演劇・映画〜クラスのやる気で内容を決める〜

(1)クラス演劇の難しさ
  クラス演劇は演劇部と違い、「みんなが技術を持っているわけじゃない」
 「みんなやる気があるわけじゃない」という状態からはじまります。
  「文化祭は演劇をやる」ということが伝統になっている高校はともかく、
 それ以外の高校では、へたに難しいものをやるとボロボロになるので、
 ジャンルを慎重に選びましょう。
 

(2)キャスト向きの人材
  こんな人がクラスに何人いるかを数えてみましょう。
 本番を見ても、面白かった演劇には、必ずこういう人がいるものです。
  ・演劇部のキャスト、または放送部のアナウンサー
  ・いつも元気で、言葉でクラスを引っ張るタイプ
  ・(共学なら)いわゆる「姉御肌」の女子
 

(3)キャスト向き人材がほとんどいない場合
  普通の演劇をやるなら、練習時間がそれなりに必要になります。
 それを回避するためには、生徒に負担をかけない形式の演劇はどうでしょう?
 昔話・おとぎ話系
   …あまり私の好きなジャンルではないですが、失敗の可能性は少ないです。
    芝居の練習に時間がかからない分、衣装や背景を作りましょう。
 人形劇・影絵
   …みんなが恥ずかしがってしまうなら、誰もステージの上に立たなければ
    よいだけのこと。こちらも「昔話系」の話が中心になりますが、舞台が
    小さい分だけ、装飾もやりやすくなります。

(4)キャスト向き人材が1〜3人くらいいる場合
 お笑い系
   …脚本はオリジナルが多くなりますが「ドリフ系」や「吉本新喜劇系」の
    作品を見たことがあります。恥ずかしささえなければ、それほど難しく
    はないはず。閉め切った教室の中でやるより、中庭などにステージを
    作って、そこで何回か公演した方が面白そう。
    演じる人とは別に、「声優」がアテレコして、それをPAで流すのも
    いいのでは?
 ドラマ・映画系
   …最近のテレビドラマや映画なら、見ている人も多いし、ビデオを見れば
    台本は書けます。その意味ではわかりやすいのですが、テレビや映画と
    違って、場面転換をすぐにはできません。
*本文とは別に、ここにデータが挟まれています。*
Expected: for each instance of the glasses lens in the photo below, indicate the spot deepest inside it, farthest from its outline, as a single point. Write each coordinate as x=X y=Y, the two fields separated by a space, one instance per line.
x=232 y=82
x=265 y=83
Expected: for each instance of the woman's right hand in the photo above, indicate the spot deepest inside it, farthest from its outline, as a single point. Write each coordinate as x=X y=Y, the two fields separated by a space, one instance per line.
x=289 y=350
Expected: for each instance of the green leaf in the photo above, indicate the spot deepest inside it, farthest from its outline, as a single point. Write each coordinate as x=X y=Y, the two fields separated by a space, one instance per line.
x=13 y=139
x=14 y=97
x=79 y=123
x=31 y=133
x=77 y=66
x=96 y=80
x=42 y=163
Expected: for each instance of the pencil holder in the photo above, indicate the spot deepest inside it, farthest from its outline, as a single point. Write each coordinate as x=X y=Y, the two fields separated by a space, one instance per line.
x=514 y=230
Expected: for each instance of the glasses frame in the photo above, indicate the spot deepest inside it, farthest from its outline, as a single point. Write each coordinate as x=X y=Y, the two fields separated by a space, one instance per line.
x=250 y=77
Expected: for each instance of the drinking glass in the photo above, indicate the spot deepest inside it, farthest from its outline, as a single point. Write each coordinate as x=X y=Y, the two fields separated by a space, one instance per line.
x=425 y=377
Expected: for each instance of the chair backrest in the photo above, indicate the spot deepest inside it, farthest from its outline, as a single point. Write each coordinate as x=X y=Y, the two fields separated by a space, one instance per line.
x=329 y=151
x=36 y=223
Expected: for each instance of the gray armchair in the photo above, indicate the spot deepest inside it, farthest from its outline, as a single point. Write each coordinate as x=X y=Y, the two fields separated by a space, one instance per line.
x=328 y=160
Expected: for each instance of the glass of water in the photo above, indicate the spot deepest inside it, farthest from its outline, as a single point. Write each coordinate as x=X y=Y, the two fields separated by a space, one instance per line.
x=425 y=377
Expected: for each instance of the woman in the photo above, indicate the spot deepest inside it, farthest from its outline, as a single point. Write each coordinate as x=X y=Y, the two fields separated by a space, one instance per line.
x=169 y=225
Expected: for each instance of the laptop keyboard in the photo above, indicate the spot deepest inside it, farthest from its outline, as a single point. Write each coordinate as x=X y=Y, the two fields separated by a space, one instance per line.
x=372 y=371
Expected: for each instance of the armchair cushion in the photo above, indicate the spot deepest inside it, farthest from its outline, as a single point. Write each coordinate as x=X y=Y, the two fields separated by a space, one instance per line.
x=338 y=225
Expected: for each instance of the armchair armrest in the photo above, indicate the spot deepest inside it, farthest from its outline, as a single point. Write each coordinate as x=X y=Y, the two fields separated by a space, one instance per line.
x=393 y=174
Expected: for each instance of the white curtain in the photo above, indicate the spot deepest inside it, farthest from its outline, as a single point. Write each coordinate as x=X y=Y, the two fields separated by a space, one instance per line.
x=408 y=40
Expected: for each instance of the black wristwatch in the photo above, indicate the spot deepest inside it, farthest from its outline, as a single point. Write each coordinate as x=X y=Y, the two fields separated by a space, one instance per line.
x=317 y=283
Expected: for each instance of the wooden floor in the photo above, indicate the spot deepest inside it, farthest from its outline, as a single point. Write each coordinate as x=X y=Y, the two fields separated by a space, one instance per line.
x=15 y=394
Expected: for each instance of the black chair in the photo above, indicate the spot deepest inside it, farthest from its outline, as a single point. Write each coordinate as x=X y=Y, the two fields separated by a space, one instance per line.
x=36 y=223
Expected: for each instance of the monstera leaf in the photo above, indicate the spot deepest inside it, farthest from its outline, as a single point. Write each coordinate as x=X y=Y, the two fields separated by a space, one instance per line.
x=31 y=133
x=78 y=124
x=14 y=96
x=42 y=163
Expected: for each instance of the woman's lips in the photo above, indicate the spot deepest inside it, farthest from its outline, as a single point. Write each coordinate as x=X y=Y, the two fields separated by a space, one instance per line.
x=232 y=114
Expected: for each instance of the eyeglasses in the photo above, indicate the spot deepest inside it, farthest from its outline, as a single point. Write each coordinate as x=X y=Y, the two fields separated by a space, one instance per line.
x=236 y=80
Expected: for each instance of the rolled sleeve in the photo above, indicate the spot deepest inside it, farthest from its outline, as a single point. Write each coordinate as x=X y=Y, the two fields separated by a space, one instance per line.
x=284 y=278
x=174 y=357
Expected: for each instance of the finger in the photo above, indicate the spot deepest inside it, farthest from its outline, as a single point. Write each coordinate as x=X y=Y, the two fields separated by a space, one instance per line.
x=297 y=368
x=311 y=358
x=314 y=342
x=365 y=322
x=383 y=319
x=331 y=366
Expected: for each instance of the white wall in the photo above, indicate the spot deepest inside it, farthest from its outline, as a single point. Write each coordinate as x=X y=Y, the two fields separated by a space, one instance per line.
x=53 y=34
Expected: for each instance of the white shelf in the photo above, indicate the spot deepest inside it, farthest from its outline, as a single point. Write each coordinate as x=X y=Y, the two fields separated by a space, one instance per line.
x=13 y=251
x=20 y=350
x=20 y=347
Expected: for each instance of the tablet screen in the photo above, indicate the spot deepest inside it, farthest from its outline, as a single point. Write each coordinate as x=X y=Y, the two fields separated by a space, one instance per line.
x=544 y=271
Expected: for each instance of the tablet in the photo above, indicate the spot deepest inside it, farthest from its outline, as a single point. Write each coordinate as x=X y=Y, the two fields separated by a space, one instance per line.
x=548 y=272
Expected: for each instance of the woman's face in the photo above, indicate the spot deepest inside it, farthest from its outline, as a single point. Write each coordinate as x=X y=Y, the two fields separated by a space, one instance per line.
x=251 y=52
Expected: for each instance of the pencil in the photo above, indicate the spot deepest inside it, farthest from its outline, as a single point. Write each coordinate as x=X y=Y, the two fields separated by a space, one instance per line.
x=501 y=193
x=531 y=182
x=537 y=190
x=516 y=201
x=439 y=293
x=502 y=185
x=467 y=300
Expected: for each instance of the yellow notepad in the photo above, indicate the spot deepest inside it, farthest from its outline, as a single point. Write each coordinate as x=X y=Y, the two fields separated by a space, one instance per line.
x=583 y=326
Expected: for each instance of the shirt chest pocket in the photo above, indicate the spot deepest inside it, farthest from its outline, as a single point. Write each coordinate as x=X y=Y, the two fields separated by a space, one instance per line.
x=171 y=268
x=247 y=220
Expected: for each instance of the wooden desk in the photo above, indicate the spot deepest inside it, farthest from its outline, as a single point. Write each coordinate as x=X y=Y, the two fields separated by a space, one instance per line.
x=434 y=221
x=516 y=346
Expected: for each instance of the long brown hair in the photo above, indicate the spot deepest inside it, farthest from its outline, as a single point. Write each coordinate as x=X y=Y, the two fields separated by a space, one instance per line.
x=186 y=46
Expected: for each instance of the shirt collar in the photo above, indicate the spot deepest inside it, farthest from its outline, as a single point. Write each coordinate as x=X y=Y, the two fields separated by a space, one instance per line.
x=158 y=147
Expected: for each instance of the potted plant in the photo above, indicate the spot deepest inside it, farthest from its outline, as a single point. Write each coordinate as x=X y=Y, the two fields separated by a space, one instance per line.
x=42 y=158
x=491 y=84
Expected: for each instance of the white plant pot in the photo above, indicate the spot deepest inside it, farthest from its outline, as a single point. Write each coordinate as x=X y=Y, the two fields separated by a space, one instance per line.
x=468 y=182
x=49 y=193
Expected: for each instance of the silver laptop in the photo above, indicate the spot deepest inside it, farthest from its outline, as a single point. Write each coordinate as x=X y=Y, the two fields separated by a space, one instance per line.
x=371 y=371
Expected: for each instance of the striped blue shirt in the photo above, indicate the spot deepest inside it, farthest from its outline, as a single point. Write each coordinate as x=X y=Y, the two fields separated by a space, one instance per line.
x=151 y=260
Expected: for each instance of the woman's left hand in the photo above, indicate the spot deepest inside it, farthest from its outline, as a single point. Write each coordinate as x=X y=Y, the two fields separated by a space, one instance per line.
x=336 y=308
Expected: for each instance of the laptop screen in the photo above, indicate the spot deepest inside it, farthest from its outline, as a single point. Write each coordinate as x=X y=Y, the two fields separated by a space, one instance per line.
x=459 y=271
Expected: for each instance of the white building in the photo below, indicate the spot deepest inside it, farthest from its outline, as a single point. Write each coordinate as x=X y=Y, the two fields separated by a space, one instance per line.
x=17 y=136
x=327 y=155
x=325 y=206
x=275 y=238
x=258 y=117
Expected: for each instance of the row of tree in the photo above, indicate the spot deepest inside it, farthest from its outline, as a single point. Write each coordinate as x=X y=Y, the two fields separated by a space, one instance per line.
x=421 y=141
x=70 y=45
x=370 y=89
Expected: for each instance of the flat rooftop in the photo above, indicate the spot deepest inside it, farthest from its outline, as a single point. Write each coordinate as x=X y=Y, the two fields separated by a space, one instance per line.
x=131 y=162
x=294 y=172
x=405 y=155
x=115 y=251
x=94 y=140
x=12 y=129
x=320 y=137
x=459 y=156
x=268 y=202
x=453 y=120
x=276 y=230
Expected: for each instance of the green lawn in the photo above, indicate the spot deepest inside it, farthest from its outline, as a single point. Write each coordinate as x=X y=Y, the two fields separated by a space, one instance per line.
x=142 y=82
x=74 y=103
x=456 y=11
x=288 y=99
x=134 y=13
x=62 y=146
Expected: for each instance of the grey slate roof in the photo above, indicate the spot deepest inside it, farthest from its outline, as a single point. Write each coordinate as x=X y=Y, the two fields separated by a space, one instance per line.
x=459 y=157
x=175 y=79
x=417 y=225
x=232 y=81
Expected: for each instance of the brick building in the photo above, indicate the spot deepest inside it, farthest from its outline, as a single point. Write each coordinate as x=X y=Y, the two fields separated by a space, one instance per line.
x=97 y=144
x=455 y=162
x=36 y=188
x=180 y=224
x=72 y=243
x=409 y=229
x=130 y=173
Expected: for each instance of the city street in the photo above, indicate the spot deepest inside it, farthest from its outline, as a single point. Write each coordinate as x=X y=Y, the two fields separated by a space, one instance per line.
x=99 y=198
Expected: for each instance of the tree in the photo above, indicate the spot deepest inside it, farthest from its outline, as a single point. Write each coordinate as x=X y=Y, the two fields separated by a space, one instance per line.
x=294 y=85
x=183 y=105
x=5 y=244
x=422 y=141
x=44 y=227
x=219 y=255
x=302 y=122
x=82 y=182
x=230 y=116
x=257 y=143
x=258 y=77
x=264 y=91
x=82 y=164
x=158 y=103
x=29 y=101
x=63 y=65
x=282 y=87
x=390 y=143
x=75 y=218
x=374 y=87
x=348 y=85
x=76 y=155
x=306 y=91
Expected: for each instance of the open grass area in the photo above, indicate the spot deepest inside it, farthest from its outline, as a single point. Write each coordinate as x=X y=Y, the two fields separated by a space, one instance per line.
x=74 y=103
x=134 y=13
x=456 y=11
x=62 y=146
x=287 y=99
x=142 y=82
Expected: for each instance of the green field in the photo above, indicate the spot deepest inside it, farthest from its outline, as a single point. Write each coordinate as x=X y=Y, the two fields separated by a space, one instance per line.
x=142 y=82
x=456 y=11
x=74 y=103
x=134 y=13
そこをどうつなぐか?
    あと、「水戸黄門」「金八先生」「サザエさん」は、「お笑い系」に
    なってしまいます。
 定番作品
   …「検察側の証人」「12人の怒れる男」「アルジャーノンに花束を」など、
    文化祭のクラス参加では一番おなじみの作品群です。
    練習はそれなりに必要ですが、1時間くらいの脚本にできれば
    大丈夫でしょう。

(5)キャスト向き人材がたくさんいる場合
  こういうのにチャレンジしてみてはいかがでしょう。
 ミュージカル・オペラ
   …歌の部分は別に録音しておいて、口パクでもいいとは思いますが、
    生で歌えれば、生徒の達成感も大きいでしょうね。
    今までで一番すごかったのは「王様と私」で、ちゃんと演奏隊が
    舞台の袖にいたことがありました。クラス参加でです。
 小劇場作品
   …鴻上尚史や如月小春、野田秀樹などの最近の劇作家は、テーマが難解で
    芝居も長いため、高校生でも「演劇部」向けといわれています。
    でも、これをクラス参加でやる高校も、いくつかあります。
    脚本の勉強会をしたりすることもあるらしいです。
    よほどのやる気が生徒にないと、とても形にならないと思います。

(6)映画、やります?
  映画という参加形態は、1980年代後半に一度、壊滅的なまでに減りました。
 8mmフィルムが一般に流通しなくなり、「映画部」のようなところ以外では、
 文化祭で取り組めなくなっていました。
  最近はビデオの編集技術が簡単になって、また少しずつ増えてますが、
 「冬の時代」も映画をしっかり作っていた「都立戸山高校」以外は、内容的に
 すごいと思うことはありません。
  演劇と違って、「当日の時間が自由(=生徒は遊べる)」というメリットは
 ありますが、準備段階が「本番」なので、手間はものすごくかかります。
 そこまでして映画を選ぶのは、どうかなあ?と思ってます。